5.  Driving across the country to take my 12-year-old daughter to the ocean for the first time during the summer of 2008 meant working the phones.  That is, sitting in fast-food restaurants and coffee shops with internet access looking up hotels and calling to ask the all-important question: "Do you have the Disney Channel?"  I usually like to drive far into the night, but on that trip we were tucked into our Disney-equipped hotel rooms early each night because some version of Camp Rock was on television every night that week. We've both outgrown the Jonas Brothers in the intervening years, but the Camp Rock soundtrack will forever be our go-to road trip music...and I will forever be the parent who planned her vacation stops around the third and fourth viewings of a Disney Channel movie.

6.  On most road trips, the greatest problems I've encountered have been traffic-related, but in the spring of this year my daughter and I headed to Florida.  I was going for a seminar on the application of the Uniform Commercial Code to residential mortgage notes; she was tagging along for the Wizarding World of Harry Potter. Our second day on the road, I woke up in Manchester, Tennessee to find the window on our rental car smashed and some minor theft.  Though we'd fared better than some of the other guests, it was a rough morning.  We had to wait hours for the rental car company to send someone out to replace the glass and the combination of stress and being limited to vending machine food had my head pounding by the time we got back on the road mid-afternoon.  We were nearly a full day behind schedule and it was clear that I'd be paying for a room at the Embassy Suites that night that we wouldn't see before daylight.  Naturally, there was nowhere to eat except gas stations and fast food places.  We bought sandwiches and chips at a Subway in a truck stop, and when we walked outside found ourselves at the foot of a breathtaking mountain. "Let's eat here," my very wise teenager suggested.  I squashed the impulse to rush, knowing that half an hour wouldn't make a significant difference at that point in the day, and we sat on a concrete wall at the edge of the lot, backs to the gas station, and looked out at a landscape soothing enough to carry me through to our 5 a.m. arrival in Orlando.

Is it a waste to pay $250 for two days at the Universal parks and hold close the memory of a $4 sub in a gas station parking lot?
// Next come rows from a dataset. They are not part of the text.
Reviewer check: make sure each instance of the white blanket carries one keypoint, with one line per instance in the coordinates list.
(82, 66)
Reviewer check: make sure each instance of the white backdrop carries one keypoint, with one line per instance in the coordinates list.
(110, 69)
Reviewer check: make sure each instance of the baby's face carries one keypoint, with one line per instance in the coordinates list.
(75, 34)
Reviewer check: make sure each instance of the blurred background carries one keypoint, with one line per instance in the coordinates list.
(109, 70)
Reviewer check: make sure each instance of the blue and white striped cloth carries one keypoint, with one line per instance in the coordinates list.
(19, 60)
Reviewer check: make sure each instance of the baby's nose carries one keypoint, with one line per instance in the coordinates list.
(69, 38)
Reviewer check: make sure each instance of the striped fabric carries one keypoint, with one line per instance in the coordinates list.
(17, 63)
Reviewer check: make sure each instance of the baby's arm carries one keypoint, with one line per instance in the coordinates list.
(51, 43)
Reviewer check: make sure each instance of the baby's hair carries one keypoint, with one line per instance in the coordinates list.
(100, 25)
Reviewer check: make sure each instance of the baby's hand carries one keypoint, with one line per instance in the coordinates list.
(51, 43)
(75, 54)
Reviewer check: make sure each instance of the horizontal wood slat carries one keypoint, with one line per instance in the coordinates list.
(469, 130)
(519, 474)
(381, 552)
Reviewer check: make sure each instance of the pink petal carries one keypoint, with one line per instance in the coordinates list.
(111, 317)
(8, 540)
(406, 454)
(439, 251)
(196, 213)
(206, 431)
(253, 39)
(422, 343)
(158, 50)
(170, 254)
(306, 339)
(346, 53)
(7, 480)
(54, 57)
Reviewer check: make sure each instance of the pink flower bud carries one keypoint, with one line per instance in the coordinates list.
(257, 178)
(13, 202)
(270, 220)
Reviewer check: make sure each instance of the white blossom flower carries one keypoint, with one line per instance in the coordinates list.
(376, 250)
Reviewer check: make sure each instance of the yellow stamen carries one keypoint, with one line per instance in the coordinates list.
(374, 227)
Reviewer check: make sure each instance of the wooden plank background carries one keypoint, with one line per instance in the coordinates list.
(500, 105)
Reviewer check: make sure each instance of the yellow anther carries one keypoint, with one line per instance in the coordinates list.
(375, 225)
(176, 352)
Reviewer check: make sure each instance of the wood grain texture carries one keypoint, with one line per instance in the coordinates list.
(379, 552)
Perhaps.  But those other moments, the purposes of the trip, aren't forgotten. We were enchanted by the world of Dr. Seuss; I braved the Spiderman ride in Orlando.  In Savannah, we stood by the ocean at sunset with a very old friend of mine and watched dolphins play in the surf. Though I'd be at a loss to explain why, I've toured Juliette Lowe's house twice. We took the boat to Ellis Island with another old friend and ate hot dogs on Coney Island.  My daughter performed at Disney World; she held tight to my hand the first time an ocean wave washed over her.  I spent an afternoon talking to Vietnam veterans at The Wall. The more dramatic experiences, the more concrete items on the "what I did on my summer vacation" list, have their own value.  But they don't preclude the everday magic that can come from just being where you are in the moment.